The Last Rose of Summer
Anton RUBINSTEIN (1829-1894) Viola Sonata [27.55]
Mihail RADULESCU (b. 1943) Viola Suonata [10.30] *
Fritz KREISLER (1875-1962) arr. Alan H. Arnold Recitativo en Scherzo Caprice [5.09] *
Alexander SCRIABIN (1872-1915) arr. M. Sokolov; I. Safonov; G. Bezrukov: Desire; Mazurka; Prelude [4.25]*
Mikhail KUGEL (b. 1946) Prelude Ysaye [4.10]
Evgeny ZEMTSOV (b. 1940) Melodia [3.59] *
Wilhelm ERNST (1814-1865) Arr. Mikhail Kugel The Last Rose of Summer [10.19] *
G.F. HANDEL Concerto for viola and piano; 1st movement [6.50] **
* world premiere recordings
Mikhail Zemtsov (viola)
Dana Zemtsov (viola) **
Irina Shishkina (piano)
rec. live, Castle Duivenvoorde, Voorschoten, Netherlands, 6 Nov 2004. DDD



After an impassioned performance of the Rubinstein sonata enhanced by Zemtsov’s dusky and husky tone we come to two viola solos. And that is not the last we hear of the solo instrument: the disc also includes solos by Mikhail Kugel and another arranged by him. However let’s not skip over the Rubinstein sonata just yet. Anton Rubinstein has had a rather flaccid press. Frankly from what I have heard of the five piano concertos on Marco Polo he probably merits it. In the case of this work and specifically this heroic performance he deserves better. This sonata is no thin-lipped salon bloom but carries a genuine emotional charge floridly spanning the boundaries between Schumann and Tchaikovsky. The music is ardent and is here presented with both passion and a breathless yet disciplined awe. Time after time Zemtsov can be heard shaping each note with utmost care yet always keeping in touch with the ‘line’ of the piece. Shishkina’s piano is not perhaps the most luxurious of instruments but its bass qualities are unflinchingly captured and she is unfailingly responsive to the score and her partner. Not to be missed by admirers of early Rachmaninov or of Tchaikovsky.

Speaking of romantic afflatus the Russian transcriptions of piano solos by Scriabin are saturated with feeling and not to be missed. The Mazurka lacks that febrile and volatile spontaneity but the flanking movements carry the authentic voice of the composer.

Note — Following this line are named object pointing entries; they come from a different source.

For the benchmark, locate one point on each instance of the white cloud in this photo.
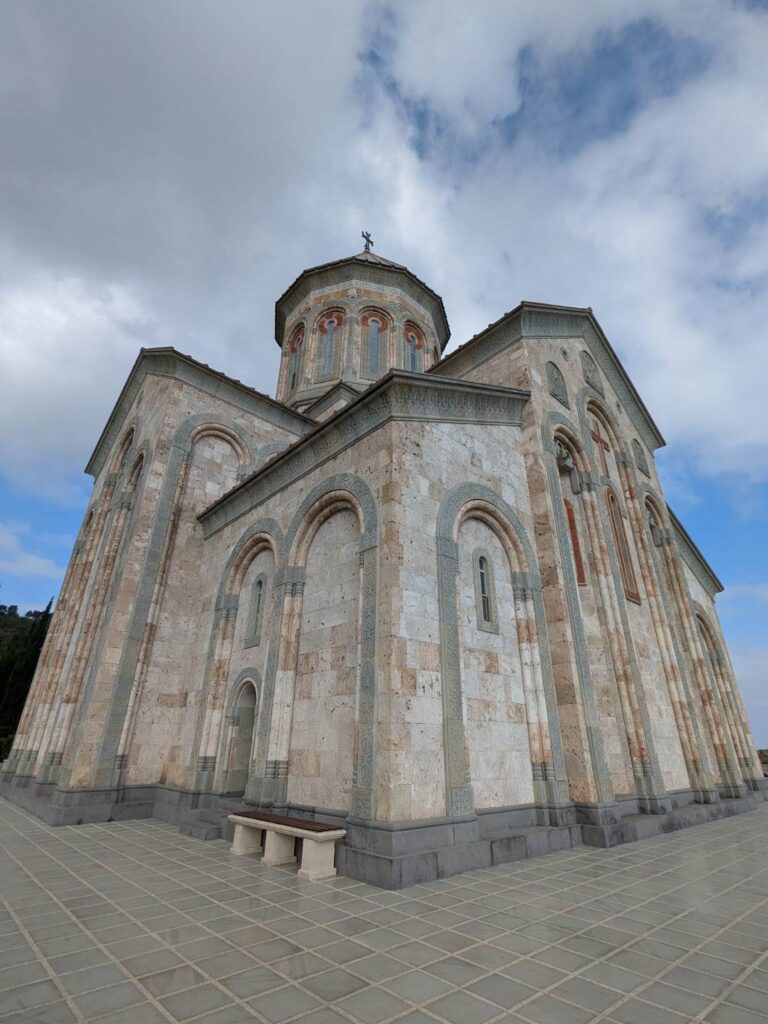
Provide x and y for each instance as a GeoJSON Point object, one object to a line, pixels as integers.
{"type": "Point", "coordinates": [757, 591]}
{"type": "Point", "coordinates": [169, 175]}
{"type": "Point", "coordinates": [14, 560]}
{"type": "Point", "coordinates": [751, 667]}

Evgeny Zemtsov is the violist’s father. His unassumingly titled Melodia has both simplicity and pathos mixed with the faintest hint of Mid-European folk influence. It’s a very likeable piece.

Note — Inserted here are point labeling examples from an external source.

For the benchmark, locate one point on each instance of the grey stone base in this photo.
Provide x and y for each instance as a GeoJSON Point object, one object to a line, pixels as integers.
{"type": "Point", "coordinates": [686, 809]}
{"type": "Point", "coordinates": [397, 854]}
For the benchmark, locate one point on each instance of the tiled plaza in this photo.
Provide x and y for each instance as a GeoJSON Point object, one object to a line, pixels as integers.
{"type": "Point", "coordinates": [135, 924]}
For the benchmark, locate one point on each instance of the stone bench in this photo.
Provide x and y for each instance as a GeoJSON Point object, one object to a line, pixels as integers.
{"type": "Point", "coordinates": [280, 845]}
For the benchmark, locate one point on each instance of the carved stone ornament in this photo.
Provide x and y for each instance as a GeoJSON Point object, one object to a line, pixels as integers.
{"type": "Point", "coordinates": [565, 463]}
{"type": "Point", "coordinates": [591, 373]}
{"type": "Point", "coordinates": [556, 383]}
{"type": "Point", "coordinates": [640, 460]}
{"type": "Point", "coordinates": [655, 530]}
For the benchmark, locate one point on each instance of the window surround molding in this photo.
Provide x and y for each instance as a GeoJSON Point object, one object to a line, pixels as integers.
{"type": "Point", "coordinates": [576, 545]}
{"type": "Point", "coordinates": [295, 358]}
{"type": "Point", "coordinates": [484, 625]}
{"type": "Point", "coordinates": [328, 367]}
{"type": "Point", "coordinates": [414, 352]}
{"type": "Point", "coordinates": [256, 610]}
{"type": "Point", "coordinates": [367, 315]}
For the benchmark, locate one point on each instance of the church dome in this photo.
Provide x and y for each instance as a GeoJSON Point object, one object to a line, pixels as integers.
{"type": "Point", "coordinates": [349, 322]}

Michael Radulescu’s soliloquy opens in an atmosphere of haunted sepia-toned melancholia with modest excursions into dissonance. It becomes increasingly vehement and is strongly tinged with Balkan flavours. Its parabola curves down into the pensive material with which the piece opened. Kreisler’s Recitativo is not a piece I had heard before. Again it is for viola and puts the instrument through the sort of hoops set by Bach and Paganini. The Ysaye Prelude by Kugel again puts the instrument through its paces but takes a little more time than the Kreisler to present poetic substance. The Ernst Variations on ‘The Last Rose of Summer’ put the well known piano-stool theme through the Paganinian mincer. Listen to the superbly skeletal double-stopping at 7:20 onwards.

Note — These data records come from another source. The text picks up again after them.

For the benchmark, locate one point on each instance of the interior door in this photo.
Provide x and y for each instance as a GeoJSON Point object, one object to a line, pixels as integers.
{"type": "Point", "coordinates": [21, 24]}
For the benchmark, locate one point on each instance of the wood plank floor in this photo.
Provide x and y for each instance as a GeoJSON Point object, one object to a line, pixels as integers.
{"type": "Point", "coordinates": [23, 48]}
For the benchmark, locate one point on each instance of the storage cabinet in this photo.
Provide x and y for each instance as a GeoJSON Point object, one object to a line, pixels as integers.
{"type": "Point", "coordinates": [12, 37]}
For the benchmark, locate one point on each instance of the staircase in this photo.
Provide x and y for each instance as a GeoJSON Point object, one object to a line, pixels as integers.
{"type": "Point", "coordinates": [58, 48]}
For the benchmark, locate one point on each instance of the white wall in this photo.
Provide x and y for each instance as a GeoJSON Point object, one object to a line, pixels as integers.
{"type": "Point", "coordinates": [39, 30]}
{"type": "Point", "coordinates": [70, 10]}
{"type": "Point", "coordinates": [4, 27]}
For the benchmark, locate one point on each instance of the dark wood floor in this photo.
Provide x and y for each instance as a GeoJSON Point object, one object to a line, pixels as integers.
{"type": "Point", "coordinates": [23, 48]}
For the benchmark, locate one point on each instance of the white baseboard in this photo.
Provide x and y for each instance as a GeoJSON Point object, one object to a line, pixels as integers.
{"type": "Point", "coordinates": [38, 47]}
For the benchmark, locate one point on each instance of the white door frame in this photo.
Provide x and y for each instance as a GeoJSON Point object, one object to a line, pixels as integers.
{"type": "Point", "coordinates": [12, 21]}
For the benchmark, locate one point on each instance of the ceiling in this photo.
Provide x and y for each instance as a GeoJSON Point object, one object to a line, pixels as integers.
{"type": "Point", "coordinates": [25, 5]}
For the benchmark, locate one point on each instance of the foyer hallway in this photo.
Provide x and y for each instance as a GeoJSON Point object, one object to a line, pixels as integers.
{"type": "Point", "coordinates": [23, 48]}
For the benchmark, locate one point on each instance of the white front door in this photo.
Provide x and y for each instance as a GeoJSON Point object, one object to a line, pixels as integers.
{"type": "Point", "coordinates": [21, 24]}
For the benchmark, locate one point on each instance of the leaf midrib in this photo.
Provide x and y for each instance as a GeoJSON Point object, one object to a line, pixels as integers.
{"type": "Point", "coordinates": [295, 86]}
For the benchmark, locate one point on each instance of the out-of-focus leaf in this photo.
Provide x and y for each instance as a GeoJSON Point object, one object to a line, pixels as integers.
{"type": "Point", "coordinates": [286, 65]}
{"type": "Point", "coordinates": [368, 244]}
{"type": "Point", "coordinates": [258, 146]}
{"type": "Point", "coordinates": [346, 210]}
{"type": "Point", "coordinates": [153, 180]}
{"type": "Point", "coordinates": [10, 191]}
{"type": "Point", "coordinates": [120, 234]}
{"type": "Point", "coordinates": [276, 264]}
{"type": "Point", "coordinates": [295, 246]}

The bonus track is of Mikhail Zemtsov’s twelve year old daughter in the cantabile first movement of the Handel concerto for viola and piano. She gives a securely rounded and satisfying performance - remarkable for its constancy of motion.

Zemtsov clearly has no time for the lithe-toned viola school. He rapturously draws from the instrument its rosin-sticky celloistic qualities.

There are no background notes nor are dates or playing times given for the works. These details should be picked up in what I hope will be future enterprising releases from Zemtsov.

Mr Zemtsov was also kind enough to send me a private CDR of the Viola Sonata by Scharwenka a composer whose chamber works have appeared on Hyperion: review We must all hope that a recording of the Scharwenka sonata will soon be issued by Mr Zemtsov or that it will be taken up by another company. Quite apart from anything else I would recommend that he looks long and hard at Arthur Benjamin’s wartime Viola Sonata (especially in its guise with orchestra) - a spirited work preoccupied with the sort of troubled emotional material and stormy conflict that marks out the Benjamin Symphony as one of the finest symphonies since Prokofiev 6.